TigsTown.com - Bryan Green

2016 TigsTools Detroit Tigers Prospect Tools: Best Infield Arm

Arm strength is one of the most important aspects of infield defense, where a few extra miles-per-hour can give defenders more margin for error, and potentially save games for their team. Dixon Machado and his near-elite arm head the list yet again, but some new names have emerged in unexpected places.

Best Infield Arm
1. Dixon Machado (SS)
2. Dominic Ficociello (1B)
3. James Robbins (1B)
4. Steven Fuentes (3B)
5. Moises Bello (3B)


A veteran of this list, Dixon Machado is blessed with a double-plus cannon that flashes even stronger at times. He can unleash clotheslines from the hole, make double-play turns with lightning-quick efficiency, and adjust his arm angle to make strong, accurate throws from awkward positions.
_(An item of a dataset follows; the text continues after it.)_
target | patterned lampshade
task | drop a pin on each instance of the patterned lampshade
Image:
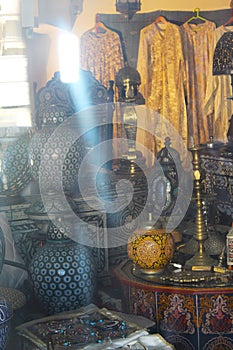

Playing first base prevents Dominic Ficociello from regularly showing off his plus arm, but the gifted defender has a hose that in the past allowed him to moonlight at second and third base, and helps him fire the ball around the diamond when needed. James Robbins is another first sacker with an underutilized arm, but the 25-year-old was once committed to Washington State as a two-way player whose fastball could scrape 90 mph.

Rounding out the top five are two talented Venezuelan defenders who both currently man the hot corner. Steven Fuentes and Moises Bello both have above-average arms that work well at third base. Mild mechanical struggles sometimes cost Fuentes some accuracy and prevent him from truly unloading in game situations, but he has plenty of velocity in the tank, while Bello is still working to show his arm strength on a more consistent basis.


Honorable Mention

Jose Zambrano (IF)

Joey Pankake (IF)


Zambrano and Pankake are both veterans of this list who display solid arms but are still looking for a permanent home on defense. Zambrano is ideally suited for second base, but he has enough arm to capably play shortstop and third base. Pankake offers plenty of velocity and carry on his throws, but a slower release sometimes limits the utility of his arm strength.


Projection Kings

Adrian Alfaro (IF)

Anthony Pereira (IF)


Alfaro and Pereira are both promising young infielders who spent much of 2015 in rookie leagues. Alfaro primarily played shortstop, where his solid-average arm strength was adequate, but he also saw some time at second base, where he showcased an above-average arm. Pereira also possesses a solid-average throwing arm that works well at shortstop and second, but it was stretched a bit when he was asked to play third base. Both players are young enough to gain strength and climb this list in the near future.